La National Aeronautics and Space Administration (NASA) a récemment lancé une mission spatiale d'urgence pour tenter d'empêcher le satellite d'observation Swift, en service depuis plus de deux décennies, de tomber hors de contrôle dans l'atmosphère terrestre et de brûler cette année. Ce satellite a été mis en orbite en 2004 et est principalement utilisé pour observer les sursauts gamma. Il s'agit d'un outil scientifique important pour étudier les débuts de l'évolution de l'univers. Cependant, les récentes tempêtes solaires fréquentes ont continuellement perturbé son orbite, entraînant une diminution continue de son altitude de vol, et il ne tourne actuellement autour de la Terre qu'à une altitude d'environ 224 miles (environ 360 kilomètres). Si rien n’est fait, Swift pourrait être détruit et mis au rebut dans l’atmosphère en raison d’une atténuation orbitale excessive dès cette année.

Pour prolonger la durée de vie de Swift, la NASA a engagé la startup spatiale Katalyst Space Technologies pour effectuer un « sauvetage » en orbite. Le vaisseau spatial Link développé par Katalyst a été lancé vendredi. L'objectif est de réussir le rendez-vous à côté de Swift, qui ne possède aucun système de propulsion propre, puis d'utiliser le mécanisme de préhension à trois bras sur son corps pour se connecter mécaniquement à Swift afin d'élever la hauteur orbitale de l'ensemble de la plate-forme dans son ensemble. L'altitude orbitale actuelle de Swift est d'environ 224 milles, et Link prévoit de l'élever d'environ 150 milles après l'amarrage, le ramenant sur une orbite proche de sa conception d'origine, ralentissant ainsi considérablement le taux de décroissance orbitale ultérieure.

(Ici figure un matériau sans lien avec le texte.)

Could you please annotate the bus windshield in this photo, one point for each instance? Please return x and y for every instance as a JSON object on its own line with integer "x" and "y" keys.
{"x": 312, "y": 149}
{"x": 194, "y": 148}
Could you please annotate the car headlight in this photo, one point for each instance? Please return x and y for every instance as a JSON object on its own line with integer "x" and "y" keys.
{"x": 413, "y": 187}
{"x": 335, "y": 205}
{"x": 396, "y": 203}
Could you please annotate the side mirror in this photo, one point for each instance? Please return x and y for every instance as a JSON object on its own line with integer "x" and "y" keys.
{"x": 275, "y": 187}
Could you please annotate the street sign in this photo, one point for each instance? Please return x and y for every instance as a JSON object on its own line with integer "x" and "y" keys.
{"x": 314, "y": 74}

Cette mission est non seulement un défi technique, mais la rapidité de sa préparation est également rare : il n'a fallu qu'environ neuf mois entre le contrat et le lancement. La raison pour laquelle la NASA exige un tel calendrier de « sauvetage » est que, selon les estimations, d'ici octobre de cette année, l'orbite de Swift sera si basse qu'elle ne pourra plus être sauvée efficacement par cette méthode. Au cours de cette période, Katalyst devait réaliser un ensemble complet de processus tels que la conception de la mission, la finalisation de la solution du vaisseau spatial, la fabrication, les tests et la coordination du lancement, avec un investissement total d'environ 30 millions de dollars américains. Comparé au coût de Swift lui-même, qui s'élève à environ 500 millions de dollars américains, ce sauvetage en orbite peut être considéré comme une tentative rentable de prolongation de la durée de vie.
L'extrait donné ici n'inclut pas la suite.